Book Printing–Passing Grade
John Boylan, president of the Quebecor Books group at Quebecor Printing (USA), feels 1998 will be viewed as successful in his company’s targeted markets. Quebecor, he reveals, used the year as a chance to focus on its strength segments, thus concentrating resources in areas where it could provide customers quality and service while still maintaining profitability.
Heading into 1999, an excess in industry capacity is one of Boylan’s primary concerns.
“The new presses being added to the existing capital stock provide substantially higher output than the equipment being replaced,” he remarks. “The net impact is that capacity is increasing faster than the corresponding demand. The inevitable result is intense price competition among printers. Adding to this situation is the fact that very little of the old equipment is scrapped; it either continues on the floor or gets a new life at another company. This only magnifies the over-capacity situation.”

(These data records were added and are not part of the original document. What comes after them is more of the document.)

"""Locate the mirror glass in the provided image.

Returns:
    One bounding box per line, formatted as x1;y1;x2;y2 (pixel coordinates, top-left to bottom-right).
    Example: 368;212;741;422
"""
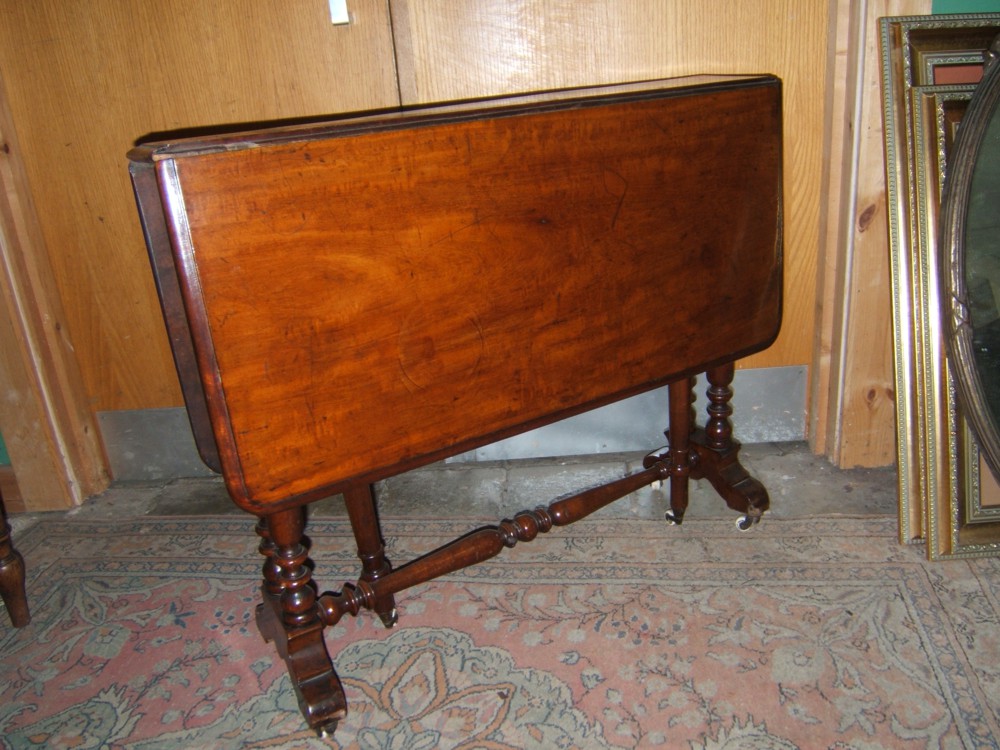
944;41;1000;481
966;100;1000;446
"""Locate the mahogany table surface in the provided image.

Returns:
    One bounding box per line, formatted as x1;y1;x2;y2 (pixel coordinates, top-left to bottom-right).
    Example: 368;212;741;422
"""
129;74;783;514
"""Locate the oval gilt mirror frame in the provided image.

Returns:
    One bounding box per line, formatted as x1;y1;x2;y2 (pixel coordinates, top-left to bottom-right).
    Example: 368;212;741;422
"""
942;35;1000;482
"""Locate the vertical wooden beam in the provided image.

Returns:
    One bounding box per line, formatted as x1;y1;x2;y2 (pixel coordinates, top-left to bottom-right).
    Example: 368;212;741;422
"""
810;0;855;457
0;73;109;510
811;0;931;468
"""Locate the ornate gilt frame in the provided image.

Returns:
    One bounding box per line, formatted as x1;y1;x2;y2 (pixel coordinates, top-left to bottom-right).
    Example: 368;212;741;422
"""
911;85;1000;558
881;14;1000;559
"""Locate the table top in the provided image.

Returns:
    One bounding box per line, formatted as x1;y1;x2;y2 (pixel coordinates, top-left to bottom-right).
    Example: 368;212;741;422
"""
130;74;783;512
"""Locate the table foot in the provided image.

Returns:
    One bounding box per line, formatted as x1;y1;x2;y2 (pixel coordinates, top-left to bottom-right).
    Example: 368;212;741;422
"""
256;592;347;734
688;428;769;524
256;508;348;734
645;364;769;526
0;490;30;628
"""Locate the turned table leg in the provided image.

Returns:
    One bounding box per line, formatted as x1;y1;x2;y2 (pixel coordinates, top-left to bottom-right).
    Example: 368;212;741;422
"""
254;508;346;735
689;361;770;528
664;376;695;525
0;487;30;628
343;484;397;628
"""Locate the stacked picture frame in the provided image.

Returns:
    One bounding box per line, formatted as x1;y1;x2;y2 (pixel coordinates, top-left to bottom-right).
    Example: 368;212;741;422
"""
881;13;1000;559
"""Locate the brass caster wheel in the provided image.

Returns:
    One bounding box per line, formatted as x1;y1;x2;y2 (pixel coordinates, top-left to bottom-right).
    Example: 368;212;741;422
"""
664;510;683;526
379;607;399;628
317;719;340;739
735;515;757;531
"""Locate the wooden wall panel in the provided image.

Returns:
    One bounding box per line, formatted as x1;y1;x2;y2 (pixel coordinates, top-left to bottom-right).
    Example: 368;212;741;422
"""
0;0;908;481
391;0;830;373
0;0;399;413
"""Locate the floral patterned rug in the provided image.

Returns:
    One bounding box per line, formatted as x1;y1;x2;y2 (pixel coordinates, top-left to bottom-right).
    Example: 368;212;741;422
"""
1;514;999;749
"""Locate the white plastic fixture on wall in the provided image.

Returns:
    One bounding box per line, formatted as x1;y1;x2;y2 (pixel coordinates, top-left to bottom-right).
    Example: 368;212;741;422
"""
329;0;349;25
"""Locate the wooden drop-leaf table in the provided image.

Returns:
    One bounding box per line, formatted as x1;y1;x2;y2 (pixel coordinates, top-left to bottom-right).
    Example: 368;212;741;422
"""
128;74;783;735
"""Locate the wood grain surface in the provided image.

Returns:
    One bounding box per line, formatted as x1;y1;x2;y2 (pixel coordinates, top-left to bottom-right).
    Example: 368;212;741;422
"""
143;78;782;508
0;0;397;412
392;0;825;375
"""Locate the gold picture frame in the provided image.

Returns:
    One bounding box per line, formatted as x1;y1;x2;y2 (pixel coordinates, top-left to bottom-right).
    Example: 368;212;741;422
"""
910;85;1000;558
881;14;1000;558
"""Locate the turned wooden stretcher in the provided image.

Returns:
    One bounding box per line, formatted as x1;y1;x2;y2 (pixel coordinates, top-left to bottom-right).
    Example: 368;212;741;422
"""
128;74;783;735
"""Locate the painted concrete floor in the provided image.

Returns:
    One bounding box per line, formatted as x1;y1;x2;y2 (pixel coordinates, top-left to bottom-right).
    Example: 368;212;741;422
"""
34;441;897;528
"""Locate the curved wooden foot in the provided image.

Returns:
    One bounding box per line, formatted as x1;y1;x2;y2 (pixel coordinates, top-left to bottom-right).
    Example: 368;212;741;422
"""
0;546;30;628
257;591;347;734
0;490;30;628
689;362;769;524
256;508;347;735
645;365;770;525
689;430;769;522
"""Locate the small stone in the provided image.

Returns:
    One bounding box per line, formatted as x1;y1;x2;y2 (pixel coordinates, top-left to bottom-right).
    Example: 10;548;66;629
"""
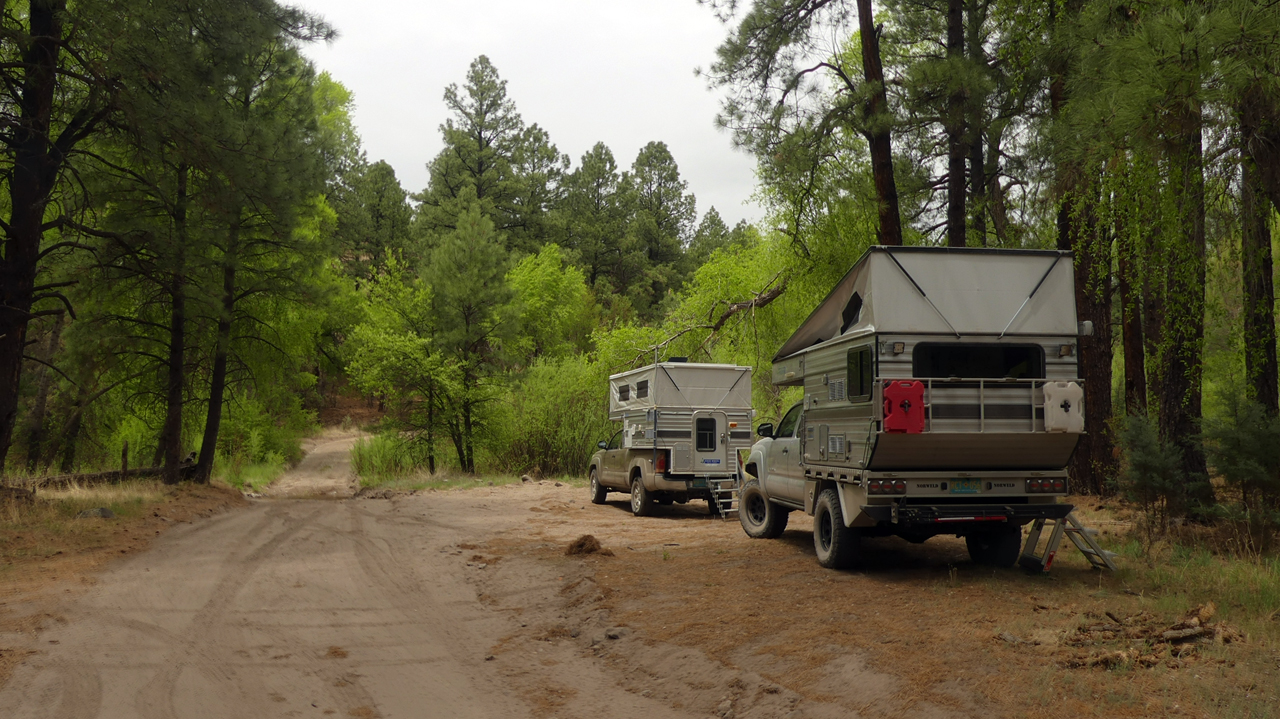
76;507;114;519
641;689;652;698
605;627;628;640
478;563;488;569
520;474;533;483
555;482;563;487
997;631;1022;644
718;699;734;716
570;628;580;638
484;654;495;661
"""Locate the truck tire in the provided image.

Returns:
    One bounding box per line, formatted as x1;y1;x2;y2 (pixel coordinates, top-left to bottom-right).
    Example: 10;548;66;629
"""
589;469;608;505
630;477;654;517
966;525;1022;567
738;480;789;539
813;489;860;569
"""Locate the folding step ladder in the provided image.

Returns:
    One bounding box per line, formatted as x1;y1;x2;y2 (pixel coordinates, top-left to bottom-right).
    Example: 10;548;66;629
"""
708;476;739;519
1018;512;1118;572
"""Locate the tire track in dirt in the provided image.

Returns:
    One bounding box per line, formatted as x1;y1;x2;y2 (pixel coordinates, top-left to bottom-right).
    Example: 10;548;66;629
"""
131;504;324;719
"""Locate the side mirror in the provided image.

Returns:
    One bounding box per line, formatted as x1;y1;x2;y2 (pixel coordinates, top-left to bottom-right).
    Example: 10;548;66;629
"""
597;441;609;450
756;423;774;439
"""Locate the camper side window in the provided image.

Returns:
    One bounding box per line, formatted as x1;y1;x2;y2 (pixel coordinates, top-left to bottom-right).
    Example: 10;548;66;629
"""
618;384;630;401
636;380;649;399
847;347;873;401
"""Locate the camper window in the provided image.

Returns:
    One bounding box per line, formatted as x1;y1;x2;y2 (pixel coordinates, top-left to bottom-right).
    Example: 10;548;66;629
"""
847;347;873;400
776;404;802;438
696;418;716;452
912;343;1045;379
636;380;649;399
618;384;630;401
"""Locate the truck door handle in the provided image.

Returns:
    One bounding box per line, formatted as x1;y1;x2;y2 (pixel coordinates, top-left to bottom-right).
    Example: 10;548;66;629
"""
782;447;789;454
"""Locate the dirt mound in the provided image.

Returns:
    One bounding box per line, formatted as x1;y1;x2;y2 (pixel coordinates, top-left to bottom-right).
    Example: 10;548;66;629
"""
565;534;613;556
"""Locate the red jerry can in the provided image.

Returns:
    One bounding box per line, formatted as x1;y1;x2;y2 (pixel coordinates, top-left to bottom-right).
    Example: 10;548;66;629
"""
883;380;925;434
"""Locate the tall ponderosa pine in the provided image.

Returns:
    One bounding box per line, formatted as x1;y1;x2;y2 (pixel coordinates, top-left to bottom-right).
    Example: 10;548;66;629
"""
415;56;566;254
0;0;117;469
426;204;516;473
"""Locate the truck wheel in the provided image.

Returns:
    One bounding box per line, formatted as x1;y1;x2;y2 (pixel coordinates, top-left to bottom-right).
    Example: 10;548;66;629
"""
738;480;788;539
589;469;608;505
966;525;1022;567
813;489;859;569
630;478;654;517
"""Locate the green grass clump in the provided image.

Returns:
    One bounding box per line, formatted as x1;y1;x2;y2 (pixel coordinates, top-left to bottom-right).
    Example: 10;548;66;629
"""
212;450;286;492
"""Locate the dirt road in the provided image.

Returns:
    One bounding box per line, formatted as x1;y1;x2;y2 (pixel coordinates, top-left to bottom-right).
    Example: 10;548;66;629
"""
2;442;1270;717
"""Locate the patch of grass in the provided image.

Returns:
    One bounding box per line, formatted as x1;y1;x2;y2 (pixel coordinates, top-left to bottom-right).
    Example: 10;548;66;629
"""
0;480;172;566
357;471;586;493
212;451;286;492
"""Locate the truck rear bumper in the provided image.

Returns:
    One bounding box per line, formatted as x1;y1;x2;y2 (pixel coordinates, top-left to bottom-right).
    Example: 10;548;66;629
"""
859;501;1073;526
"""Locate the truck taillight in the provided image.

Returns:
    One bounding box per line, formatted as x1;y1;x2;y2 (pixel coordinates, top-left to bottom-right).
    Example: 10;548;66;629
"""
1026;478;1066;494
867;479;906;495
656;452;667;472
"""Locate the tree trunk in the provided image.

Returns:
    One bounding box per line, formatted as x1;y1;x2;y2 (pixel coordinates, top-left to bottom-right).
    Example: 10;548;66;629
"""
426;382;437;474
0;1;67;469
1066;177;1115;496
1240;138;1278;416
1116;196;1146;415
57;384;89;473
945;0;966;247
195;216;239;483
1158;108;1212;511
160;164;190;484
462;399;475;474
967;0;986;246
856;0;902;246
22;313;63;472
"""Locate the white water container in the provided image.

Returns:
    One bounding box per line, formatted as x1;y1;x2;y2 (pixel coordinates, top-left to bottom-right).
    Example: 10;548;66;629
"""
1043;381;1085;433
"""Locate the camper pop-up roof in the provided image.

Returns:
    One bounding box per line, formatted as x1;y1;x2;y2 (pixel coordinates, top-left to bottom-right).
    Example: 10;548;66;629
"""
609;362;752;420
773;246;1077;369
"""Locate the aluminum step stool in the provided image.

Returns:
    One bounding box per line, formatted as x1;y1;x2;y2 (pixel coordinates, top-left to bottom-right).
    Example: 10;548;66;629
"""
707;475;739;519
1019;512;1118;572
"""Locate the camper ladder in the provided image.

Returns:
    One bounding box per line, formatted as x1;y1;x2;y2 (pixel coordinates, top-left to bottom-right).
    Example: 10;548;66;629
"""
1018;512;1118;573
708;476;739;519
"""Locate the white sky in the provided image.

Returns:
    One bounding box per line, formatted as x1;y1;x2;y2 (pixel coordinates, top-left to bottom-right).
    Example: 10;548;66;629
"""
295;0;764;228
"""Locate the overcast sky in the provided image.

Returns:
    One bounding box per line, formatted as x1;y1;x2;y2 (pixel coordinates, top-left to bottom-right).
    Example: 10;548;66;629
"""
294;0;764;227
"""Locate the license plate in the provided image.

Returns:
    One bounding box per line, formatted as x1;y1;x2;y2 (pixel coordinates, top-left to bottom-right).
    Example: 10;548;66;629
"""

Boylan laments that unless the issue of the supply/demand imbalance is addressed, margins will only continue to decline, hurting printers and, inevitably, the level or service and quality provided to customers.
Still, he sees 1999 as a year of opportunities for book manufacturers positioned to take advantage of them.
“We are improving our focus, lowering our cost structure and rationalizing our position with respect to the market environment facing us,” Boylan says.
Terry French, marketing manager of Courier Corp., North Chelmsford, MA, describes 1998 as a tremendous year for his company. Not surprisingly, the education market spearheaded the charge, along with a solid influx of business from the religious segment.
Even with a reduction in the software documentation market, where the number of printed manuals is dwindling considerably, the education market has been lucrative.
“Enrollments have increased within all levels of education and funding is up,” French notes. “More and more educational books are now four-color; we’ve expanded our four-color capabilities significantly in the last few years and it’s paid off for us.